Entre os especialistas que acompanham as reformas, derrota por um voto sinalizou 'falta de articulação' para aprovar uma medida 'vital'
Alexa Salomão, O Estado de S.Paulo
Economistas que acompanham o ajuste ficaram surpresos com a derrota da reforma trabalhista na Comissão de Assuntos Sociais do Senado. A proposta perdeu por um voto – foram dez a nove no placar final. Há consenso de que sinalizou “falta de articulação do governo” em relação a uma questão vital. A expectativa é que sirva de alerta.
“Não foi o fim do mundo, mas uma boa comida de bola: o governo mostrou que está tão preocupado com outras questões que não prestou atenção no que acontecia com a reforma trabalhista”, disse Evandro Buccini, economista-chefe da gestora de recursos Rio Bravo Investimentos.
Buccini acredita que o governo pode se recuperar e ganhar no plenário do Senado – e recomenda atenção para os articuladores que estão muito confiantes em relação à calmaria do mercado financeiro. Apesar de os indicadores mais sensíveis ao humor dos analistas não terem sofrido uma reviravolta, está claro que a indisposição com o Brasil é visivelmente crescente desde a divulgação da gravação da conversa entre o empresário Joesley Batista e o presidente Michel Temer.
“As mudanças são graduais, mas estão aí: na véspera da divulgação da gravação, o dólar estava na casa de R$ 3,10, agora está em R$ 3,30; a curva de juros de curto prazo está baixa, mas no longo prazo está ficando mais inclinada, o que indica que a percepção de risco está piorando; a única coisa que realmente ajuda o governo é a inflação baixa por causa da recessão”, diz Buccini.

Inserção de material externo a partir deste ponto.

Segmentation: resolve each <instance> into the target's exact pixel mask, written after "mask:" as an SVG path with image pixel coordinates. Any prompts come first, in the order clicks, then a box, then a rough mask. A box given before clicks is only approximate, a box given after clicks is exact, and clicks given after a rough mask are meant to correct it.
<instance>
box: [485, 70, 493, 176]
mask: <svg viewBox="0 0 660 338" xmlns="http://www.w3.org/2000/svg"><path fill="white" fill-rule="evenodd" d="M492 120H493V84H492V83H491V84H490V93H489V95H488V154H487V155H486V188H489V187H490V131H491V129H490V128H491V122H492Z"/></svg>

A economista-chefe da gestora XP Investimentos, Zeina Latif, também acredita na possibilidade de recuperação, mas lamentou a derrota. “Não é questão de jogar a toalha, mas a derrota numa simples comissão passou a imagem de um governo desarticulado”, disse ela.
Na avaliação de Zeina, a reforma trabalhista será aprovada e algumas medidas da reforma da Previdência irão passar. Não existiria a possibilidade de, no curto prazo, o País ser vítima de uma onda de mau humor equivalente a registrada no período pré-impeachment. “Apenas um desastre eleitoral, com a posse de um novo presidente completamente desvinculado das reformas e o ajuste fiscal poderia nos levar a um cenário de tamanha deterioração”, diz.
Positivo. A derrota, por outro, pode ter um efeito positivo, na avaliação do especialista em finanças públicas, Raul Velloso, se o governo deixar de lado o clima de já ganhou no Congresso e retomar a atenção. “Essa derrota serve como alerta para o governo: ele não pode se distrair e considerar o jogo ganho, mesmo que seja uma derrota por um voto – precisa ter em mente que também poderia ter ganho por um voto e não foi o que aconteceu”, diz ele.
Velloso reforça que o cenário iria piorar sem aprovação da reforma trabalhista. “Essa reforma pede apenas maioria simples e se Temer perder nessa, esquece, vai perder a da Previdência – e não sou apenas eu que estou dizendo isso, a percepção é coletiva”, diz ele.
A análise leva em consideração que a reforma trabalhista vai balizar o avanço do governo tanto na economia, quanto na política. Do lado econômico, é a reforma trabalhista que indicará a aceitação – ou rejeição – da reforma da Previdência, bem mais complexa, polêmica e essencial para o equilíbrio das contas públicas. No aspecto político, avalia Velloso, define o nível de apoio dos formadores de opinião e a sustentação política do governo de Michel Temer.
“O presidente hoje está numa posição em que precisa ganhar em todas as fases do jogo; na ponta política, venceu no Tribunal Superior Eleitoral (que rejeitou cassação da chapa Dilma-Temer e manteve o presidente no cargo), mas não pode se distrair na ponta econômica e não aprovar a reforma trabalhista. Em cada etapa desse jogo, ele precisa progredir milímetro a milímetro”, diz Velloso.